My argument would be that some kind of coordinated global price on carbon would be an economically cheaper way to prevent and mitigate climate change than arbitrary and unbounded externalization of the costs of it on individuals.

I agree with you that there's a deep and fundamental coordination problem, which is why de facto I think technological solutions will be what have to save us. Which is basically putting many millions of lives at stake with a hope and a prayer, but that's the best we have.

These same countries never installed land line telephone networks and yet most people in the developing world have phones now because cell phone technology came down in cost enough to outcompete any attempt at building out landline infrastructure.

As solar and wind and storage prices are are coming down fast there is good reason to expect the developing world to be able to largely be able to leapfrog fossil fuels and electrify without the expensive cost of building centralized power plants with sprawling networks of transmission lines, substations and local power lines stretching for thousands and thousands of miles zigzagging through the country side.

Same with electric cars.

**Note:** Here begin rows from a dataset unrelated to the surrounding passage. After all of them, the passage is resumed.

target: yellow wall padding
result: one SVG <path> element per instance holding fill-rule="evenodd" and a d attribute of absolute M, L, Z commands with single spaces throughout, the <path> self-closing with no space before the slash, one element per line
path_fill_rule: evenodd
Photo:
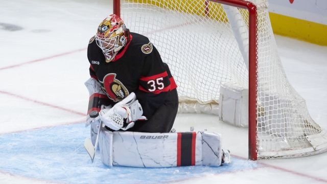
<path fill-rule="evenodd" d="M 274 33 L 327 45 L 327 25 L 269 13 Z"/>

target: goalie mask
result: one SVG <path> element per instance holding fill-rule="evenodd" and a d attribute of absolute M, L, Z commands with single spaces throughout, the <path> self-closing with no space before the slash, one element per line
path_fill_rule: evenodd
<path fill-rule="evenodd" d="M 129 41 L 129 30 L 119 16 L 111 14 L 99 26 L 96 40 L 109 62 Z"/>

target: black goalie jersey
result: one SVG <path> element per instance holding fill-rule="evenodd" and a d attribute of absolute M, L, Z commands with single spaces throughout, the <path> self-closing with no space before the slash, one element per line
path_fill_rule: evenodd
<path fill-rule="evenodd" d="M 136 94 L 148 120 L 136 122 L 128 131 L 169 132 L 178 105 L 176 84 L 168 66 L 149 39 L 130 33 L 130 41 L 110 62 L 106 62 L 94 37 L 91 38 L 87 49 L 90 75 L 107 95 L 106 100 L 100 97 L 106 105 L 114 104 L 130 93 Z M 92 107 L 89 105 L 89 109 Z"/>

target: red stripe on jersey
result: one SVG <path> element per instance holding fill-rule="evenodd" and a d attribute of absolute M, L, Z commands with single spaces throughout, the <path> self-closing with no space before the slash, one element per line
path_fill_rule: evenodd
<path fill-rule="evenodd" d="M 166 87 L 165 88 L 164 88 L 162 89 L 156 89 L 153 91 L 149 91 L 148 90 L 147 90 L 146 89 L 144 88 L 144 87 L 141 86 L 138 86 L 138 89 L 145 91 L 145 92 L 147 92 L 147 93 L 153 93 L 155 94 L 159 94 L 159 93 L 161 93 L 161 92 L 167 92 L 167 91 L 169 91 L 170 90 L 170 85 L 169 85 L 169 86 L 168 86 L 167 87 Z"/>
<path fill-rule="evenodd" d="M 180 166 L 180 148 L 181 148 L 181 139 L 182 134 L 180 133 L 177 133 L 177 158 L 176 166 Z"/>
<path fill-rule="evenodd" d="M 98 77 L 97 77 L 97 76 L 92 76 L 92 75 L 91 75 L 91 78 L 94 78 L 94 79 L 96 79 L 96 80 L 98 80 Z"/>
<path fill-rule="evenodd" d="M 193 132 L 192 134 L 192 158 L 191 162 L 192 166 L 195 166 L 195 140 L 196 138 L 196 133 Z"/>
<path fill-rule="evenodd" d="M 108 97 L 107 97 L 106 95 L 102 95 L 102 94 L 98 94 L 98 93 L 95 93 L 93 95 L 91 95 L 90 96 L 89 99 L 92 99 L 95 97 L 99 97 L 101 98 L 105 98 L 105 99 L 108 99 Z"/>
<path fill-rule="evenodd" d="M 176 84 L 173 77 L 169 78 L 169 81 L 170 81 L 170 90 L 173 90 L 177 87 L 177 85 Z"/>
<path fill-rule="evenodd" d="M 122 57 L 123 57 L 123 56 L 124 56 L 124 54 L 125 54 L 125 52 L 126 52 L 126 50 L 127 50 L 127 48 L 129 45 L 129 43 L 131 42 L 131 41 L 132 41 L 132 38 L 133 38 L 133 36 L 132 36 L 131 34 L 130 34 L 129 35 L 129 41 L 128 42 L 128 43 L 127 43 L 126 45 L 124 48 L 124 49 L 123 49 L 123 51 L 122 51 L 122 52 L 121 52 L 120 53 L 116 55 L 116 56 L 114 57 L 114 59 L 112 61 L 111 61 L 111 62 L 114 62 L 114 61 L 119 60 Z"/>
<path fill-rule="evenodd" d="M 160 77 L 164 78 L 164 77 L 167 77 L 168 76 L 168 74 L 167 74 L 167 72 L 165 71 L 165 72 L 162 72 L 161 74 L 155 75 L 154 76 L 150 76 L 150 77 L 141 76 L 141 77 L 139 79 L 139 80 L 142 80 L 142 81 L 149 81 L 151 80 L 155 80 L 157 78 L 160 78 Z"/>
<path fill-rule="evenodd" d="M 175 80 L 174 80 L 173 77 L 169 78 L 169 81 L 170 81 L 170 84 L 169 84 L 169 86 L 164 87 L 162 89 L 156 89 L 153 91 L 149 91 L 149 90 L 145 89 L 144 87 L 142 87 L 141 85 L 138 86 L 138 89 L 145 92 L 151 93 L 155 94 L 159 94 L 161 92 L 169 91 L 177 87 L 177 85 L 176 84 L 176 83 L 175 82 Z"/>
<path fill-rule="evenodd" d="M 100 112 L 100 110 L 101 109 L 100 109 L 100 108 L 95 108 L 95 107 L 91 108 L 90 109 L 88 109 L 88 110 L 87 111 L 87 114 L 88 115 L 90 113 L 90 112 L 94 110 L 96 110 L 98 112 Z"/>
<path fill-rule="evenodd" d="M 93 68 L 93 66 L 92 66 L 91 64 L 90 64 L 90 68 L 91 68 L 91 70 L 92 70 L 93 72 L 94 72 L 94 68 Z"/>

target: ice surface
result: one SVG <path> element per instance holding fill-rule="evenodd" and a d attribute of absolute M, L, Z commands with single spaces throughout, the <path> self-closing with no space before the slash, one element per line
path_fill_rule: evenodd
<path fill-rule="evenodd" d="M 99 155 L 92 164 L 83 148 L 89 131 L 83 123 L 88 101 L 83 84 L 89 76 L 86 48 L 99 23 L 111 13 L 111 4 L 2 2 L 0 183 L 327 182 L 327 153 L 248 161 L 247 130 L 205 114 L 178 114 L 174 128 L 220 133 L 223 147 L 233 156 L 231 165 L 109 169 L 97 159 Z M 276 38 L 290 82 L 306 99 L 313 119 L 327 129 L 327 47 Z"/>

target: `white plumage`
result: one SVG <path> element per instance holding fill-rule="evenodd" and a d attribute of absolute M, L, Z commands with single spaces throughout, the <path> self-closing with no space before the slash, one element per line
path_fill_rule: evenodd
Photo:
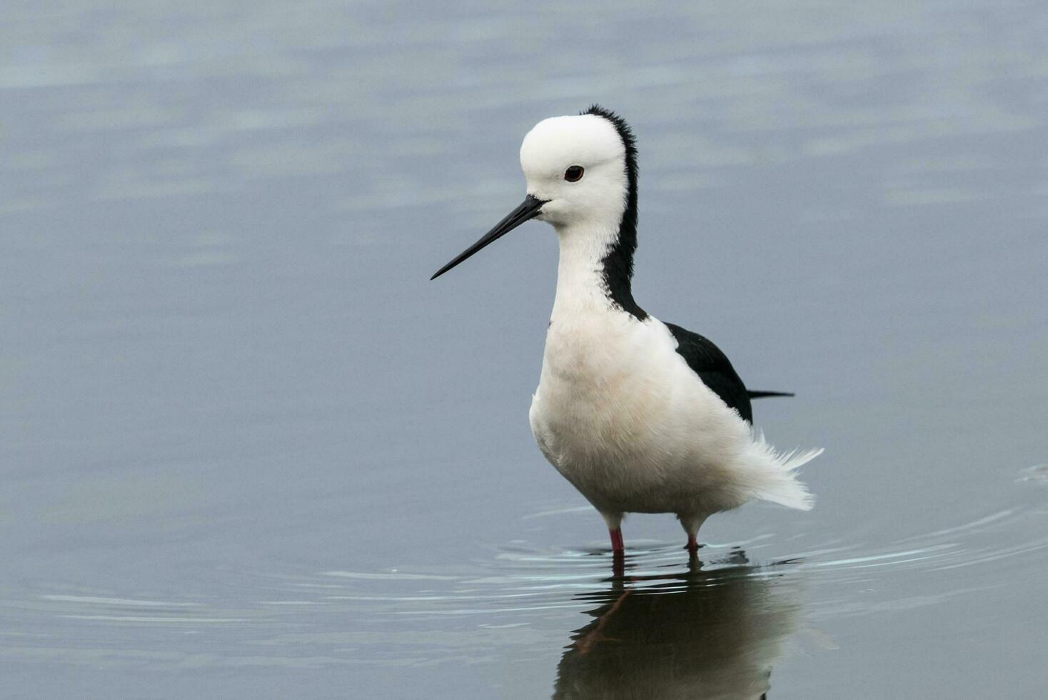
<path fill-rule="evenodd" d="M 776 452 L 633 302 L 632 157 L 625 123 L 601 108 L 540 122 L 521 146 L 524 204 L 437 275 L 529 218 L 552 224 L 560 263 L 529 413 L 534 438 L 604 516 L 614 549 L 627 512 L 676 513 L 694 547 L 708 516 L 752 499 L 809 509 L 794 469 L 822 451 Z"/>

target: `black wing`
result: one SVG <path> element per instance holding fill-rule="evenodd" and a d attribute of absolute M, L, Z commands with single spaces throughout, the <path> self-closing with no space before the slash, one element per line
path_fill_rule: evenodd
<path fill-rule="evenodd" d="M 684 330 L 672 323 L 665 325 L 677 338 L 677 352 L 684 358 L 702 384 L 721 397 L 729 409 L 735 409 L 748 423 L 754 422 L 754 410 L 749 406 L 749 393 L 742 379 L 735 373 L 727 355 L 716 345 L 698 333 Z"/>

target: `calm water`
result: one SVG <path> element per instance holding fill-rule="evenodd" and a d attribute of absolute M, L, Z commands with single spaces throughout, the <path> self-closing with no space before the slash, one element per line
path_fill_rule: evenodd
<path fill-rule="evenodd" d="M 594 101 L 637 299 L 826 447 L 625 577 L 551 232 L 428 282 Z M 1042 697 L 1046 113 L 1043 3 L 7 3 L 0 697 Z"/>

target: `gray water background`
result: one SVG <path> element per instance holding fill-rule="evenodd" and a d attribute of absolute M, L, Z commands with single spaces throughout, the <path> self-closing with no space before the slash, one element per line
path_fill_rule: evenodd
<path fill-rule="evenodd" d="M 527 425 L 552 233 L 428 281 L 592 102 L 638 301 L 826 447 L 625 584 Z M 1041 697 L 1046 113 L 1035 2 L 6 3 L 0 697 Z"/>

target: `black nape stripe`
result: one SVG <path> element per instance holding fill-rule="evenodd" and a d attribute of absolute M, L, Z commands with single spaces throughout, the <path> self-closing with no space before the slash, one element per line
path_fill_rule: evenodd
<path fill-rule="evenodd" d="M 633 301 L 633 289 L 630 281 L 633 278 L 633 254 L 637 249 L 637 146 L 630 125 L 626 119 L 601 105 L 593 105 L 583 114 L 602 116 L 615 127 L 623 146 L 626 148 L 626 209 L 623 221 L 618 224 L 618 238 L 601 259 L 604 284 L 612 303 L 630 313 L 638 321 L 648 318 L 648 313 Z"/>

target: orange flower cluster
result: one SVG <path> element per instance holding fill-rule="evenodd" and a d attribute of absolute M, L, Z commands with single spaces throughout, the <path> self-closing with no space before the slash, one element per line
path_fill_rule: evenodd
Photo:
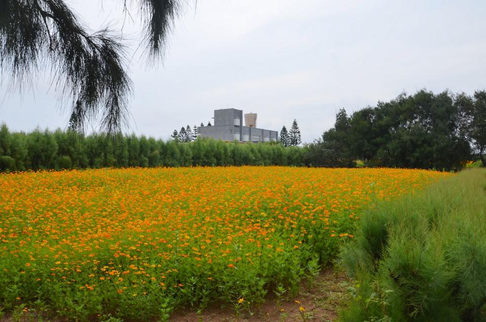
<path fill-rule="evenodd" d="M 103 305 L 135 294 L 184 303 L 188 285 L 222 292 L 225 278 L 272 276 L 322 256 L 352 237 L 363 207 L 446 175 L 277 167 L 2 175 L 0 289 L 20 278 L 26 289 L 0 301 L 55 296 L 46 285 L 55 284 Z"/>

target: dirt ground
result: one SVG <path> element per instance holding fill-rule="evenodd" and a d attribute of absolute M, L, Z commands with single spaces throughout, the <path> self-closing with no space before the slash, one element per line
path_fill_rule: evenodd
<path fill-rule="evenodd" d="M 292 298 L 287 298 L 279 305 L 274 295 L 270 294 L 265 303 L 250 312 L 241 310 L 239 316 L 231 308 L 212 307 L 197 313 L 194 311 L 176 312 L 172 314 L 173 322 L 233 322 L 282 321 L 334 321 L 337 310 L 347 299 L 347 280 L 341 273 L 332 268 L 323 270 L 309 289 L 307 283 L 302 283 L 299 293 Z M 304 316 L 299 310 L 302 306 Z"/>
<path fill-rule="evenodd" d="M 322 270 L 309 288 L 306 281 L 301 283 L 297 296 L 284 296 L 278 303 L 276 296 L 269 292 L 265 302 L 258 307 L 252 308 L 251 314 L 245 309 L 236 314 L 230 307 L 213 306 L 198 313 L 186 310 L 173 312 L 170 321 L 172 322 L 233 322 L 262 321 L 334 321 L 337 318 L 337 311 L 347 299 L 347 282 L 343 274 L 333 271 L 332 268 Z M 300 307 L 305 310 L 301 313 Z M 39 318 L 29 312 L 22 312 L 17 317 L 12 312 L 0 315 L 0 322 L 19 321 L 27 322 L 37 320 L 65 321 L 64 319 Z"/>

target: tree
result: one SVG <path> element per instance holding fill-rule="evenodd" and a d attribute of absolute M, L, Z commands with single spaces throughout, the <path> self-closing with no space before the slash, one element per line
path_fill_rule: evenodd
<path fill-rule="evenodd" d="M 123 10 L 129 12 L 127 0 Z M 148 59 L 161 58 L 174 20 L 184 0 L 137 0 L 143 16 Z M 127 73 L 128 55 L 121 32 L 108 27 L 92 32 L 80 22 L 65 0 L 0 1 L 0 76 L 10 74 L 9 88 L 37 78 L 46 65 L 61 87 L 60 99 L 72 104 L 79 125 L 101 115 L 108 133 L 127 124 L 132 81 Z M 3 78 L 3 77 L 2 77 Z M 82 129 L 82 126 L 80 127 Z"/>
<path fill-rule="evenodd" d="M 299 129 L 297 121 L 295 118 L 292 123 L 292 127 L 290 128 L 289 136 L 290 138 L 290 145 L 292 146 L 297 146 L 302 143 L 300 136 L 300 130 Z"/>
<path fill-rule="evenodd" d="M 289 131 L 287 128 L 284 125 L 282 127 L 282 129 L 280 130 L 280 136 L 278 140 L 284 146 L 289 146 L 290 145 L 290 138 L 289 136 Z"/>
<path fill-rule="evenodd" d="M 194 134 L 192 133 L 192 130 L 191 130 L 191 127 L 189 126 L 188 124 L 186 128 L 186 136 L 187 142 L 191 142 L 194 140 Z"/>
<path fill-rule="evenodd" d="M 486 167 L 486 91 L 474 93 L 470 136 L 483 167 Z"/>
<path fill-rule="evenodd" d="M 179 140 L 181 142 L 187 142 L 187 133 L 184 127 L 181 128 L 181 130 L 179 131 Z"/>

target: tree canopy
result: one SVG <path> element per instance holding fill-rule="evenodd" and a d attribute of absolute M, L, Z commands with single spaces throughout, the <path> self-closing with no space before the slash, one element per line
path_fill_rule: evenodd
<path fill-rule="evenodd" d="M 121 0 L 129 10 L 127 0 Z M 142 15 L 141 42 L 150 62 L 163 57 L 174 21 L 186 0 L 136 0 Z M 92 31 L 65 0 L 0 1 L 0 76 L 9 89 L 32 84 L 40 69 L 52 69 L 60 98 L 71 105 L 70 127 L 83 130 L 100 120 L 108 133 L 128 120 L 132 84 L 127 48 L 109 26 Z"/>
<path fill-rule="evenodd" d="M 484 162 L 486 92 L 473 96 L 425 90 L 402 94 L 348 116 L 340 110 L 334 127 L 309 147 L 314 165 L 437 169 L 459 168 L 475 154 Z"/>

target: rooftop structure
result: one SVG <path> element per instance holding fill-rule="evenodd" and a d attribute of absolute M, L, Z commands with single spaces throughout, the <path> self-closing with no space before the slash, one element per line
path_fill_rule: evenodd
<path fill-rule="evenodd" d="M 223 141 L 240 142 L 276 141 L 278 133 L 276 131 L 258 129 L 257 114 L 249 113 L 244 115 L 243 111 L 235 108 L 224 108 L 214 110 L 214 125 L 199 127 L 197 133 L 203 138 L 212 138 Z"/>

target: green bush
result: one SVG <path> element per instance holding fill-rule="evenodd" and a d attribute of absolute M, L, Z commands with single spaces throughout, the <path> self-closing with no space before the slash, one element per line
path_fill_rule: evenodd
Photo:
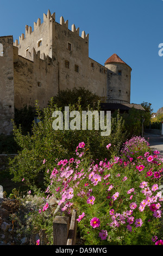
<path fill-rule="evenodd" d="M 69 105 L 70 111 L 76 110 L 82 111 L 80 99 L 73 105 Z M 99 111 L 99 103 L 97 110 Z M 89 106 L 88 106 L 89 108 Z M 90 108 L 90 110 L 93 109 Z M 88 145 L 91 158 L 95 161 L 104 159 L 108 157 L 106 145 L 111 143 L 110 154 L 117 153 L 125 140 L 127 133 L 124 122 L 120 117 L 111 118 L 111 131 L 109 136 L 101 136 L 101 130 L 56 130 L 52 127 L 54 111 L 61 110 L 51 99 L 47 108 L 41 112 L 38 103 L 36 104 L 36 112 L 40 120 L 37 124 L 32 125 L 32 134 L 22 133 L 21 126 L 17 127 L 14 123 L 14 134 L 18 146 L 21 148 L 13 160 L 10 161 L 10 173 L 14 174 L 14 181 L 19 182 L 23 179 L 29 186 L 40 186 L 40 177 L 44 177 L 48 169 L 53 168 L 57 158 L 68 159 L 76 149 L 76 145 L 85 141 Z M 43 162 L 45 160 L 45 162 Z"/>

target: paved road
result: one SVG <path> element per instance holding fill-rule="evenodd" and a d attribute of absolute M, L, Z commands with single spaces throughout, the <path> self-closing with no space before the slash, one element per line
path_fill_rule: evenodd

We are getting close to a day when electric cars will be on sale with 200+ miles of range for 22,000 that has 1/10th the cost to operate as a equivalent internal combustion engine.

The idea that fossil fuel consumption is neccessary for economic growth and standard of living is outdated. Many nations economies have already decoupled growth from fossil fuel consumption. Reducing co2 emissions while simultaneously growing their economies. Including the US.